I can attest to it. Recently, one of my biggest bartending faux pas happened at a holiday party with my friend Bill who drinks red wine.

“I have one of my favorite Pinot Noirs,” I told him. It was a recently bought Costco Pinot Noir from Carneros.

Bill said, “Perfect.”

I poured him a glass, but I noticed he didn’t have much more throughout the evening.

Later, after everyone left, I took a quick sip of the Pinot – and spit it out. It was musty and approaching vinegar. Clearly, the cork was compromised. (Costco took it back without question, as always.)

Here's another tip: Don’t be afraid to buy wine with screw top bottles, in boxes, or from in kegs. Many good wines are doing this because cork is becoming unreliable and scarce, as we found out here.

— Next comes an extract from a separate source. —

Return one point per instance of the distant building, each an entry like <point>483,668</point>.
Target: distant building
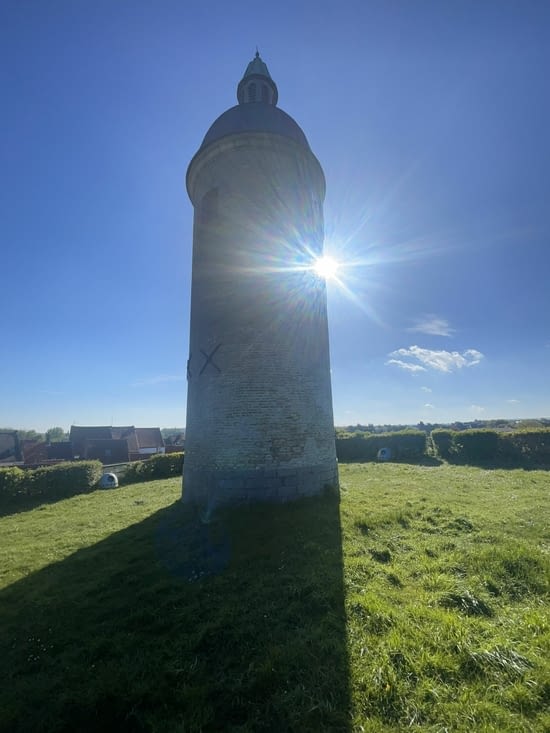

Needless to say, I was embarrassed about giving Bill bad wine. I spoke to Bill later who brushed it off as if nothing happened – which leads to the next point.

Know who you are serving.

Bill is a laid-back, nice fellow who never has an angry word or complaint. And he doesn’t consider himself a wine connoisseur.

Still, I should have picked up on his first, unexcited response to his first sip of the wine.

You also want to make sure the taste of your wine choices or your creations fit your guests’ palates. I always ask if a wine drinker if he or she prefers dry, sweet, oak, butter, herbs, or grassy. A cocktail drinker I ask: fruity, more citrus, or spicy.

Doing this gives your guests the OK to voice their opinion – to accept or reject -- the concoction you’ve mixed.

However, there are bigger reasons to be aware of who you are serving – even in your home.

If someone is drinking at your home and causes a drunk driving accident, you could be liable. The consequences are worse if the drunk driver is under age.

Another tip: make sure your home or renters insurance covers liability claims.

Another tip: take a bartending course. Yes, even if you don’t want to be a professional bartender.

If you love mixing drinks, these courses can be fun. But they’re also instructive.

I took the Harvard Bartending Course – even though I have done some professional bartending.

If you can't get to the Boston area, look for a course in your region. Make sure the course includes a TIPS course which means Training for Intervention Procedures by Servers of Alcohol.